In his Reith lectures on Art, Grayson Perry defines Art and seperates it from craft is that Art is "tat for rich people". He states that what is defined as Art within society, at least since the 19th Century is about a small elite network, previously the Academy, now Art dealers. Mostly Art is about defining status. Art is a useless object that a rich person owns to flaunt the fact they are so rich they can buy something that has no utility at all other than to signify wealth and status. Hence Hirst's Shark, Emin's unmade bed, Mutt's urinal, NFT's.
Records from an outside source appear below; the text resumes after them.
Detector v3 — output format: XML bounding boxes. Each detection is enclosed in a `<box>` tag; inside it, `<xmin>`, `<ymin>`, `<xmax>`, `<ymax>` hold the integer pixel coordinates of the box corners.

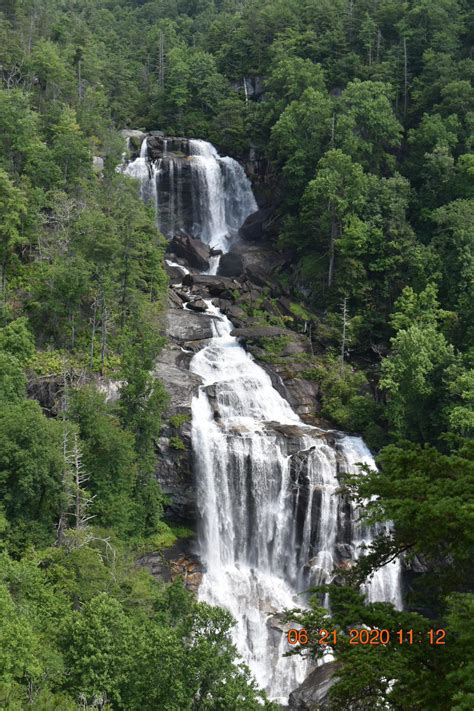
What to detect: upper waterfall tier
<box><xmin>121</xmin><ymin>135</ymin><xmax>257</xmax><ymax>254</ymax></box>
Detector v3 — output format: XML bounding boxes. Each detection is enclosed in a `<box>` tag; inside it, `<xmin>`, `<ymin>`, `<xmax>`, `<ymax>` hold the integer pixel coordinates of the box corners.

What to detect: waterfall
<box><xmin>188</xmin><ymin>139</ymin><xmax>257</xmax><ymax>250</ymax></box>
<box><xmin>190</xmin><ymin>305</ymin><xmax>402</xmax><ymax>703</ymax></box>
<box><xmin>120</xmin><ymin>135</ymin><xmax>256</xmax><ymax>254</ymax></box>
<box><xmin>122</xmin><ymin>132</ymin><xmax>402</xmax><ymax>703</ymax></box>
<box><xmin>121</xmin><ymin>137</ymin><xmax>159</xmax><ymax>207</ymax></box>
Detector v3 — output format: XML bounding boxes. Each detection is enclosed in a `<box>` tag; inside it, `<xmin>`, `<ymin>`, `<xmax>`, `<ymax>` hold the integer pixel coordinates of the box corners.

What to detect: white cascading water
<box><xmin>122</xmin><ymin>133</ymin><xmax>402</xmax><ymax>703</ymax></box>
<box><xmin>121</xmin><ymin>136</ymin><xmax>256</xmax><ymax>258</ymax></box>
<box><xmin>121</xmin><ymin>137</ymin><xmax>160</xmax><ymax>205</ymax></box>
<box><xmin>190</xmin><ymin>305</ymin><xmax>402</xmax><ymax>703</ymax></box>
<box><xmin>340</xmin><ymin>437</ymin><xmax>403</xmax><ymax>608</ymax></box>
<box><xmin>188</xmin><ymin>139</ymin><xmax>257</xmax><ymax>252</ymax></box>
<box><xmin>190</xmin><ymin>303</ymin><xmax>309</xmax><ymax>702</ymax></box>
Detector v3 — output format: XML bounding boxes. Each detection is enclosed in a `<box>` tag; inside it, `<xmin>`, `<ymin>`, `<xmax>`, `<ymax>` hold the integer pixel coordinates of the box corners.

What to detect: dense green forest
<box><xmin>0</xmin><ymin>0</ymin><xmax>472</xmax><ymax>708</ymax></box>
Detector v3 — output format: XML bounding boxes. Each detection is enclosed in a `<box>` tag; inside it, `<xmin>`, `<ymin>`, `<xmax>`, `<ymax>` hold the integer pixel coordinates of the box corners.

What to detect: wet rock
<box><xmin>156</xmin><ymin>427</ymin><xmax>196</xmax><ymax>521</ymax></box>
<box><xmin>239</xmin><ymin>206</ymin><xmax>273</xmax><ymax>242</ymax></box>
<box><xmin>255</xmin><ymin>360</ymin><xmax>322</xmax><ymax>424</ymax></box>
<box><xmin>182</xmin><ymin>339</ymin><xmax>213</xmax><ymax>353</ymax></box>
<box><xmin>168</xmin><ymin>289</ymin><xmax>185</xmax><ymax>309</ymax></box>
<box><xmin>265</xmin><ymin>422</ymin><xmax>319</xmax><ymax>440</ymax></box>
<box><xmin>169</xmin><ymin>553</ymin><xmax>204</xmax><ymax>593</ymax></box>
<box><xmin>165</xmin><ymin>262</ymin><xmax>186</xmax><ymax>283</ymax></box>
<box><xmin>174</xmin><ymin>289</ymin><xmax>191</xmax><ymax>302</ymax></box>
<box><xmin>186</xmin><ymin>299</ymin><xmax>208</xmax><ymax>313</ymax></box>
<box><xmin>147</xmin><ymin>135</ymin><xmax>190</xmax><ymax>160</ymax></box>
<box><xmin>218</xmin><ymin>251</ymin><xmax>245</xmax><ymax>277</ymax></box>
<box><xmin>182</xmin><ymin>273</ymin><xmax>241</xmax><ymax>296</ymax></box>
<box><xmin>288</xmin><ymin>660</ymin><xmax>340</xmax><ymax>710</ymax></box>
<box><xmin>154</xmin><ymin>344</ymin><xmax>202</xmax><ymax>412</ymax></box>
<box><xmin>169</xmin><ymin>234</ymin><xmax>211</xmax><ymax>271</ymax></box>
<box><xmin>166</xmin><ymin>309</ymin><xmax>216</xmax><ymax>341</ymax></box>
<box><xmin>121</xmin><ymin>129</ymin><xmax>146</xmax><ymax>154</ymax></box>
<box><xmin>136</xmin><ymin>537</ymin><xmax>202</xmax><ymax>592</ymax></box>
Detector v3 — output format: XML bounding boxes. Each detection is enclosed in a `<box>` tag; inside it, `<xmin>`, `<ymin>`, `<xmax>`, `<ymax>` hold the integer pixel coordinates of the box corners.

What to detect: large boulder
<box><xmin>169</xmin><ymin>234</ymin><xmax>211</xmax><ymax>271</ymax></box>
<box><xmin>165</xmin><ymin>263</ymin><xmax>187</xmax><ymax>284</ymax></box>
<box><xmin>186</xmin><ymin>299</ymin><xmax>208</xmax><ymax>313</ymax></box>
<box><xmin>238</xmin><ymin>206</ymin><xmax>273</xmax><ymax>242</ymax></box>
<box><xmin>166</xmin><ymin>309</ymin><xmax>217</xmax><ymax>342</ymax></box>
<box><xmin>288</xmin><ymin>661</ymin><xmax>340</xmax><ymax>710</ymax></box>
<box><xmin>218</xmin><ymin>251</ymin><xmax>245</xmax><ymax>277</ymax></box>
<box><xmin>218</xmin><ymin>242</ymin><xmax>288</xmax><ymax>288</ymax></box>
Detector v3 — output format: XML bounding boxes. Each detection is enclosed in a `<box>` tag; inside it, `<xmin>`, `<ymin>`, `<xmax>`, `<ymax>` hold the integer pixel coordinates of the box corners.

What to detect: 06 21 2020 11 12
<box><xmin>287</xmin><ymin>628</ymin><xmax>447</xmax><ymax>646</ymax></box>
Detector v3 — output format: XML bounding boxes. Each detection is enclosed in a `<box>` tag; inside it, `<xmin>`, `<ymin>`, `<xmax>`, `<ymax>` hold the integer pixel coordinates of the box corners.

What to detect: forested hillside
<box><xmin>0</xmin><ymin>0</ymin><xmax>472</xmax><ymax>708</ymax></box>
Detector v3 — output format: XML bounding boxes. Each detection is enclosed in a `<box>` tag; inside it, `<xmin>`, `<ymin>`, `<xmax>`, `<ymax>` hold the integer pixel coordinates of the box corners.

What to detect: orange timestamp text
<box><xmin>287</xmin><ymin>628</ymin><xmax>446</xmax><ymax>646</ymax></box>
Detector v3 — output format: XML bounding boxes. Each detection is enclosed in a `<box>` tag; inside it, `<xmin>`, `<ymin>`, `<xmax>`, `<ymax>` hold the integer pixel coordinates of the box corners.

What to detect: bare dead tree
<box><xmin>56</xmin><ymin>425</ymin><xmax>72</xmax><ymax>546</ymax></box>
<box><xmin>69</xmin><ymin>433</ymin><xmax>96</xmax><ymax>531</ymax></box>
<box><xmin>2</xmin><ymin>62</ymin><xmax>26</xmax><ymax>89</ymax></box>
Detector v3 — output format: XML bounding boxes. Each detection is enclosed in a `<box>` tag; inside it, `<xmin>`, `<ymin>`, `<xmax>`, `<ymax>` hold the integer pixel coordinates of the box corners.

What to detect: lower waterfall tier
<box><xmin>190</xmin><ymin>302</ymin><xmax>402</xmax><ymax>702</ymax></box>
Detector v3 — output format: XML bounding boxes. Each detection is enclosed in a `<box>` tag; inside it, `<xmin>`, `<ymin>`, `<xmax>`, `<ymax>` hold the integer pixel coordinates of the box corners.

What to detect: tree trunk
<box><xmin>100</xmin><ymin>288</ymin><xmax>108</xmax><ymax>374</ymax></box>
<box><xmin>340</xmin><ymin>297</ymin><xmax>348</xmax><ymax>376</ymax></box>
<box><xmin>90</xmin><ymin>297</ymin><xmax>97</xmax><ymax>368</ymax></box>
<box><xmin>403</xmin><ymin>37</ymin><xmax>408</xmax><ymax>117</ymax></box>
<box><xmin>158</xmin><ymin>31</ymin><xmax>165</xmax><ymax>88</ymax></box>
<box><xmin>328</xmin><ymin>207</ymin><xmax>337</xmax><ymax>288</ymax></box>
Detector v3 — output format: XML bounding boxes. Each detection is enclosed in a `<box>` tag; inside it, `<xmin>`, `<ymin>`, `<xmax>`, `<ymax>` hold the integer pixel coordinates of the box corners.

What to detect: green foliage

What the layman considers art - exceptional skill in craft hasn't been a thing in Art since the invention of the Camera and mechanical reproduction (See Walter Benjamin's "The work of Art in the age of mechanical reproduction"). Labour has become divorced from production across the board.
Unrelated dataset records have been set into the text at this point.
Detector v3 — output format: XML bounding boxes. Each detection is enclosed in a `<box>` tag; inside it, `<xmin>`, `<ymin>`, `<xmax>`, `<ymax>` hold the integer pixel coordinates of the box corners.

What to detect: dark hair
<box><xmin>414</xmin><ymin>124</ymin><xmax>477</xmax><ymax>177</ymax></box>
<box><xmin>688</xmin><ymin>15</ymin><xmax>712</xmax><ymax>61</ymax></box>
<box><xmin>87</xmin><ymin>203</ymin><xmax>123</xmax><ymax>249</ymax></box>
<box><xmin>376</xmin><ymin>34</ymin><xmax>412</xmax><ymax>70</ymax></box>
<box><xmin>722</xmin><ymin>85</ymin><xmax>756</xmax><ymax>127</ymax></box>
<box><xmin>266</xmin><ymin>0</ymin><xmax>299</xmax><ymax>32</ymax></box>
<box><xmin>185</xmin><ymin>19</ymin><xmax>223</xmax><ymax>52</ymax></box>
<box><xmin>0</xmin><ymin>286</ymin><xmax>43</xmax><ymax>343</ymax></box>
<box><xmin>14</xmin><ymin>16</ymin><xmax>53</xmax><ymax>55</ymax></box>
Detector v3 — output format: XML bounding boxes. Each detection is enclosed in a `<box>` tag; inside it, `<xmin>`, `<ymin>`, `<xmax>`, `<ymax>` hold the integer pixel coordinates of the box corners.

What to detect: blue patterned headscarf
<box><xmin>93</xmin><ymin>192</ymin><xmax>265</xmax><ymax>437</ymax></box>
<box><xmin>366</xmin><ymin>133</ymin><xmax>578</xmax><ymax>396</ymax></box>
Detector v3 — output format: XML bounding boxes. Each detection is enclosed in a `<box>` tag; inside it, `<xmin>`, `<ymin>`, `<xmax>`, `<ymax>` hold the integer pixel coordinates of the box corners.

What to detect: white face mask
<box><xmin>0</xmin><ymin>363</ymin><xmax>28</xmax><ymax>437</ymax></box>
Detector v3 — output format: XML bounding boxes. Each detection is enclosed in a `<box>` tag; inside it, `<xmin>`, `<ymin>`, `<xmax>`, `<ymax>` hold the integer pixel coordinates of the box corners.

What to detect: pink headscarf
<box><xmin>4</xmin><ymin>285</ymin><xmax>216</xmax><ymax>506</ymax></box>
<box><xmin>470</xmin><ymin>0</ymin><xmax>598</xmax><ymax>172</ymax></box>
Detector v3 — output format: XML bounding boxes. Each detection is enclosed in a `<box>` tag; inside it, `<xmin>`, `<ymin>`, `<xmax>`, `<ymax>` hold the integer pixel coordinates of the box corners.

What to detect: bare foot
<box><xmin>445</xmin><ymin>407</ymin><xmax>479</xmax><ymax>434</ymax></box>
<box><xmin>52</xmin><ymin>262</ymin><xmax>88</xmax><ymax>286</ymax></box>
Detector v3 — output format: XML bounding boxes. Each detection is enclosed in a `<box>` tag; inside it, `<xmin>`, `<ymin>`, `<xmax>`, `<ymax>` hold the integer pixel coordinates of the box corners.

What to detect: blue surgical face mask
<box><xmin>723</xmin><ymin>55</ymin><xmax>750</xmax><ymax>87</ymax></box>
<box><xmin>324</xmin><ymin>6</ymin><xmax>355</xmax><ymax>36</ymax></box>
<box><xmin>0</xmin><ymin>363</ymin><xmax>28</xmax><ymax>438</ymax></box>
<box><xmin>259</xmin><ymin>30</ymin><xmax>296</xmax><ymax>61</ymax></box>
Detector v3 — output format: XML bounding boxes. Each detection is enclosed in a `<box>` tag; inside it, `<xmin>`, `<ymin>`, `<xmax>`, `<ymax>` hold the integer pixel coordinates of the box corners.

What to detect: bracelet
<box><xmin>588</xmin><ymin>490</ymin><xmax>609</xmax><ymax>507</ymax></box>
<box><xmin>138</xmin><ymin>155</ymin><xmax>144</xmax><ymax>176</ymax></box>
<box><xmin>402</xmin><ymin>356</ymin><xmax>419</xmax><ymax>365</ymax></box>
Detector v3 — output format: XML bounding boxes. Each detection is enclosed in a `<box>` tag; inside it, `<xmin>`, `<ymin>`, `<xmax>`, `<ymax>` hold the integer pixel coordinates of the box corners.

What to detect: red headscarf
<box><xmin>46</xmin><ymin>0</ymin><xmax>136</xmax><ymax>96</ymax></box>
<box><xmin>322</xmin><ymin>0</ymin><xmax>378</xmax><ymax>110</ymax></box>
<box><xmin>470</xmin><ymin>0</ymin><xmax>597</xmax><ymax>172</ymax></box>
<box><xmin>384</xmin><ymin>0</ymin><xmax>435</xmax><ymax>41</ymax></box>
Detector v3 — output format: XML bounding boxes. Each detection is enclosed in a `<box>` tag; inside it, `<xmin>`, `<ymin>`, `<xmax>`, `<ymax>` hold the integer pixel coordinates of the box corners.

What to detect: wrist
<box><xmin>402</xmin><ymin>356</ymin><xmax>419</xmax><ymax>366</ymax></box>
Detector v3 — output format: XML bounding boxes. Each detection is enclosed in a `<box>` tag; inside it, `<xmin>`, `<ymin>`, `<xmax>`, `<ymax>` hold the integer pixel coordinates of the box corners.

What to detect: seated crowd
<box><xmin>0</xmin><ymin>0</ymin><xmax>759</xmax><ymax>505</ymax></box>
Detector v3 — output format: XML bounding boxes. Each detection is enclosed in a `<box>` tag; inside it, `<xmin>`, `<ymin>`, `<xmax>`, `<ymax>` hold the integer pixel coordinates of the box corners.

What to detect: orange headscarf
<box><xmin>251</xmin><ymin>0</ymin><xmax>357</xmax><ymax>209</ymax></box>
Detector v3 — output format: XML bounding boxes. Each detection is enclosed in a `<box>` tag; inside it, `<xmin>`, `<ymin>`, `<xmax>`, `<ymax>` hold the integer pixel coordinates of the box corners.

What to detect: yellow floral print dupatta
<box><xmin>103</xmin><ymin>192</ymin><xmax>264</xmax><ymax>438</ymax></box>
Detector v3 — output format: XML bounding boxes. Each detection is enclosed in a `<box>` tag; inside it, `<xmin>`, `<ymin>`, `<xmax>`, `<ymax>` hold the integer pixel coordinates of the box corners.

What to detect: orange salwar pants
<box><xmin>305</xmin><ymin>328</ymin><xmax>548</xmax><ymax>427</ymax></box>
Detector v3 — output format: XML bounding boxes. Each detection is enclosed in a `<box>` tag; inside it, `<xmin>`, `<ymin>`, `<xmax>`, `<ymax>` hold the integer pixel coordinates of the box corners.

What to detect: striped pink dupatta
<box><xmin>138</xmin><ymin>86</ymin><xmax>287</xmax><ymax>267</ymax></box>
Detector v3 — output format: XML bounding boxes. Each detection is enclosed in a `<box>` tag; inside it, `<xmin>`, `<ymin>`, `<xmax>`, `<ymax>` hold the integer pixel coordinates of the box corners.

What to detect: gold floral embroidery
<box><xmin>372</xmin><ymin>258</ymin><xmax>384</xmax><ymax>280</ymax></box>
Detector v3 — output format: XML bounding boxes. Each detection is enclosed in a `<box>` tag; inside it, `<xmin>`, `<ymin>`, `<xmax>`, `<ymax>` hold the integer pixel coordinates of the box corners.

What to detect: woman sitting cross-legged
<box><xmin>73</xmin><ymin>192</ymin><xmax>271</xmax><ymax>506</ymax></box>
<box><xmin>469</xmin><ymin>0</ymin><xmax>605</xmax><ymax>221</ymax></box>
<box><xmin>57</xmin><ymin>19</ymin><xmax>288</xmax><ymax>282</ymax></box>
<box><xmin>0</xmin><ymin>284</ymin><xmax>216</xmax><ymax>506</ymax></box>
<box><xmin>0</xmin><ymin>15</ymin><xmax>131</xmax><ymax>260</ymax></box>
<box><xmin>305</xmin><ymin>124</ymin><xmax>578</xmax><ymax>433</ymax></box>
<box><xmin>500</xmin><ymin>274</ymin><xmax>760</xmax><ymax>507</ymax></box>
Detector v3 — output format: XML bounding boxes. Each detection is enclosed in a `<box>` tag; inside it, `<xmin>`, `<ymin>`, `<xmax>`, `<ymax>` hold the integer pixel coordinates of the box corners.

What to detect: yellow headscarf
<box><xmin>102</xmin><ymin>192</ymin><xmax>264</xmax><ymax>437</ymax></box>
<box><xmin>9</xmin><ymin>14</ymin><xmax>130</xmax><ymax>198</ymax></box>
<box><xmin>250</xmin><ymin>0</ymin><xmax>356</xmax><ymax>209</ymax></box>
If you get the chance, watch this incredible documentary "Ways of Seeing", produced in the 70's but still absolutely relevant today. You won't regret it. It's brilliant.
For the last seventy odd years the ability to faithfully reproduce what the eye sees is no longer important when you can just take a picture. The whole skill of using a camera is about choice in representing reality - what to shoot, how to use lenses and light, what film stock to use, how to post process it.
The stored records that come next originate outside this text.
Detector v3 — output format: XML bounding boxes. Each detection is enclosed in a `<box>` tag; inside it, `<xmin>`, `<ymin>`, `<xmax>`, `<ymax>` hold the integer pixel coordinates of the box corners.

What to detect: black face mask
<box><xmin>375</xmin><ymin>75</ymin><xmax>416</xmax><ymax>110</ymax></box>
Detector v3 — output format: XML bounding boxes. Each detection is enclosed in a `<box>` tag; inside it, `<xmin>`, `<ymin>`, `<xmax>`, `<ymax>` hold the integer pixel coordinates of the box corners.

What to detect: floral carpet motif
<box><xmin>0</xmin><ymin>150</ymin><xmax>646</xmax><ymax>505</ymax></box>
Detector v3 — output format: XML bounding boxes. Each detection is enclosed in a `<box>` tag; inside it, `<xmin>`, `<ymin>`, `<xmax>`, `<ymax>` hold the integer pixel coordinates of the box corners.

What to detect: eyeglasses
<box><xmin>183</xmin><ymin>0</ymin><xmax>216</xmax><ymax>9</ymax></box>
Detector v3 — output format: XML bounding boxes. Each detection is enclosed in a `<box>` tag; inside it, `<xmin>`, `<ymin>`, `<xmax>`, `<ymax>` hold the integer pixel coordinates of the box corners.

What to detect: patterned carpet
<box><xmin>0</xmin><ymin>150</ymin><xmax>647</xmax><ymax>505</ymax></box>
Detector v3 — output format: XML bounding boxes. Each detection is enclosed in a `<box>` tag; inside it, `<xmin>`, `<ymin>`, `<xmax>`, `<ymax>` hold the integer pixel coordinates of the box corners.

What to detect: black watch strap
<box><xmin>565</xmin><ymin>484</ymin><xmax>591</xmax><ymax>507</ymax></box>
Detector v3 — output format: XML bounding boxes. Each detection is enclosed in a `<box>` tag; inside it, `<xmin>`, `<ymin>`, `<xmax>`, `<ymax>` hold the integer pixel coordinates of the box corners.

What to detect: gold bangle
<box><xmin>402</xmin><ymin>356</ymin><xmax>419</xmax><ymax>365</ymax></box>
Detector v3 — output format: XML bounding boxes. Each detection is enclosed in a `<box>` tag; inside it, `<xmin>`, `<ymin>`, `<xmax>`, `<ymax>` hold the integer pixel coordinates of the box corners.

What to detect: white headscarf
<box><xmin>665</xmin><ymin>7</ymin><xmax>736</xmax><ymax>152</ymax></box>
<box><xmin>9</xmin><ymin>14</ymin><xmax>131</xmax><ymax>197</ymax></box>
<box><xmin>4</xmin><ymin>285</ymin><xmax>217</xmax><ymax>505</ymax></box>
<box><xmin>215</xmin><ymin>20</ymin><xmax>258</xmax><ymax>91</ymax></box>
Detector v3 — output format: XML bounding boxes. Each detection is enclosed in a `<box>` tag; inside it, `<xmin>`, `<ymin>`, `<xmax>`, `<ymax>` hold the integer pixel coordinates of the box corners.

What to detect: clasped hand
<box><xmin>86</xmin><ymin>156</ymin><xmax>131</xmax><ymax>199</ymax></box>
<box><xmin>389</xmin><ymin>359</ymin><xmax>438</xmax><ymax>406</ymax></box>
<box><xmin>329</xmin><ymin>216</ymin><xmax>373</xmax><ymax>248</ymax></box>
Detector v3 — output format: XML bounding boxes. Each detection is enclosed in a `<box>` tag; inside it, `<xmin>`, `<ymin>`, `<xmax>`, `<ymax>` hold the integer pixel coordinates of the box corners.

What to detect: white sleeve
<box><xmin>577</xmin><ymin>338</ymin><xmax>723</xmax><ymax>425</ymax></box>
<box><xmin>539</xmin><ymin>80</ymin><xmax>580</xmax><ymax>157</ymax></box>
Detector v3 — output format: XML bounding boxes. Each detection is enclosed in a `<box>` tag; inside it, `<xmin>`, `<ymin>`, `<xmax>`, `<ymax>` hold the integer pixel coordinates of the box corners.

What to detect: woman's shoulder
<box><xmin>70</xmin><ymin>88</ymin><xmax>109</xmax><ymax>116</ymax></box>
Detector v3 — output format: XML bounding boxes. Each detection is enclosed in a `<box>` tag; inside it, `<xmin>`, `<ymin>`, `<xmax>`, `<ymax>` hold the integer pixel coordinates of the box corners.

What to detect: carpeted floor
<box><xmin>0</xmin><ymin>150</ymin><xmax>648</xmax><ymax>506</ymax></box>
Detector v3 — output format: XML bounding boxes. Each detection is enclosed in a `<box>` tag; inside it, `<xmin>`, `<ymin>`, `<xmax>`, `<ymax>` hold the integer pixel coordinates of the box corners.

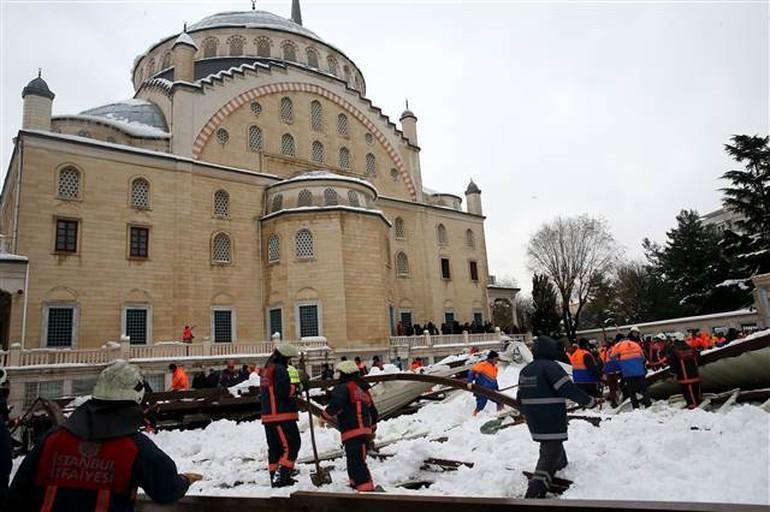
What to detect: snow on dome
<box><xmin>80</xmin><ymin>99</ymin><xmax>168</xmax><ymax>131</ymax></box>
<box><xmin>272</xmin><ymin>170</ymin><xmax>379</xmax><ymax>197</ymax></box>
<box><xmin>173</xmin><ymin>31</ymin><xmax>197</xmax><ymax>49</ymax></box>
<box><xmin>188</xmin><ymin>10</ymin><xmax>321</xmax><ymax>41</ymax></box>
The Art world took a turn towards the conceptual. What you represented was more important than the technique used to represent it. Recently the art world has turned to experiential art - happenings - as a reaction against Art as a commodity.
AI art is entirely analogous to photography in that respect. It's a fusion of labour free image production and the conceptual. The skill of AI art is in prompt crafting and curation - what you choose to ask the machine to make, what language you use to make it, and of the images the machine makes, which you choose to show to the world. You can even post process and relight images. With programs like Image 2 text you can compose a composition, choose a subject - do everything a camera does.
The skill in AI art is now linguistic, rather than in learning the rudiments of colour theory etc.
I think it was Marshall Mcluhan (or it might be David Lynch) that said that the real possibilities of a medium are only revealed in the areas where the art breaks down - the distorted guitar, the digital glitch, overexposed film, etc. Arguably we've seen this first - the things that AI is bad at - hands, eyes, form, depth, are the things that make it attractive to a (capital A) Artist.
Movements in Art tend to go hand in hand with our general conceptions of the world. It represents the things we have discovered about the universe and our place in it. The terrifying (to some) thing about AI art is what it says about us as a species. The faculties we regard as exceptional - our ability to speak, produce art, reason - can be reproduced by something that has no sense of consciousness, as far as we can tell, to a level that matches the best of our species (bear in mind how embyronic these technologies are, too). Beyond the idea that AI might replace us - is the suspicion that maybe the things we think, the words we speak, might be derived in a similar statistical manner as Large Language Models. In this we're seeing Freud's Third Existential Insult to humanity writ large.